BUNKER HILL — Grissom Air Reserve Base has not been selected as the home of the nation’s newest refueling planes despite urging from local officials and Indiana Gov. Eric Holcomb.
The Department of the Air Force on Monday selected March Air Reserve Base in California as the preferred location to host the next KC-46A Pegasus aircraft.
The decision was made after conducting site surveys at six bases to assess factors related to mission, infrastructure capacity, community support, environmental considerations and cost. The Air Force did Grissom’s site visit and assessment in July.
Local and state officials worked for months to convince the Air Force to bring the new unit to Grissom, which would have included 75 active-duty airmen relocating to the base. The unit would have replaced 12 KC-135 Stratotankers with KC-46A Pegasus aircraft.
The Miami County Economic Development Authority compiled extensive data on the surrounding communities to show how they could support and promote the squadron. Local and state government units also passed resolutions in support of Grissom.
Holcomb and US Rep. Jackie Walorski in June met with the commander of the Air Force Reserve to make the case for bringing the fleet of new planes to the base.
The new Pegasus tankers are larger and more efficient and carry 212,300 pounds of fuel. They also have worldwide navigations and communication, cargo capacity on the entire main deck floor and improved force protection.

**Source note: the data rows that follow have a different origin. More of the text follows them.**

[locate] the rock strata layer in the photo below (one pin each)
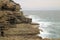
(14, 25)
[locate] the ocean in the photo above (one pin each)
(49, 21)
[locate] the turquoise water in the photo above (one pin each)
(49, 22)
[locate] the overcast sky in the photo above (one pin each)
(39, 4)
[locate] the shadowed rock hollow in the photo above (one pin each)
(14, 25)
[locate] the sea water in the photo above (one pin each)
(49, 22)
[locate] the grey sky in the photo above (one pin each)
(39, 4)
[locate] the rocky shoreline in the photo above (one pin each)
(14, 25)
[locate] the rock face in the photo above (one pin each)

However, Grissom and Tinker Air Force Base, Oklahoma, are being considered reasonable alternatives pending an environmental impact study at March AFB. Grissom and Tinker will also undergo environmental impact analyses.
The Air Force said those studies are expected to take place in fall 2023.

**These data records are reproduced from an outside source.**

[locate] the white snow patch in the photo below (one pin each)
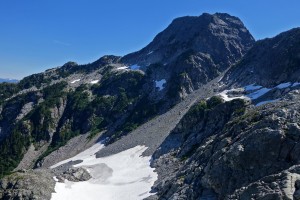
(268, 101)
(220, 79)
(121, 68)
(160, 84)
(94, 81)
(252, 87)
(258, 93)
(135, 67)
(126, 175)
(77, 80)
(284, 85)
(225, 96)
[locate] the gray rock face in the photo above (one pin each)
(193, 51)
(74, 175)
(27, 185)
(229, 154)
(270, 62)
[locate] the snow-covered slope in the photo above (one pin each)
(126, 175)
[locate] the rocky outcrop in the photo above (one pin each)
(25, 185)
(270, 62)
(192, 51)
(74, 175)
(234, 151)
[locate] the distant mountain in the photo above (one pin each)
(4, 80)
(215, 112)
(270, 62)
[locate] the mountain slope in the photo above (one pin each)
(270, 62)
(188, 103)
(4, 80)
(192, 51)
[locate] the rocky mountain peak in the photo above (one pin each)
(270, 62)
(204, 33)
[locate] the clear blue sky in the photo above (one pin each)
(39, 34)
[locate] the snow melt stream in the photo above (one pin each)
(126, 175)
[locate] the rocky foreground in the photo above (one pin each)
(217, 113)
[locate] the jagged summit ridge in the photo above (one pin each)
(270, 62)
(201, 34)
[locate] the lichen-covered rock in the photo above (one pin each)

Grissom had also competed for the same aircraft three years ago during the first rounds of site selections, but the base came in second place at that time as well.
Grissom Commander Col. Thom Pemberton said that even though the base was not selected for the planes, he believes they will eventually come to the installation.
“I truly believe that Grissom will be home to a new refueling aircraft eventually, but this just wasn’t our time,” he said in a release.
Pemberton said the KC-46 is the future of refueling and KC-135R will eventually be transitioned out of the military’s aircraft fleet, but that won’t happen anytime soon.
He said the planes have been “the work horse of the refueling business” and will remain an integral part of the nation’s defense.
“Grissom has long been known as the gold standard in KC-135R operations, and we will continue to be,” Pemberton said. “We maintain and fly them better than anyone.”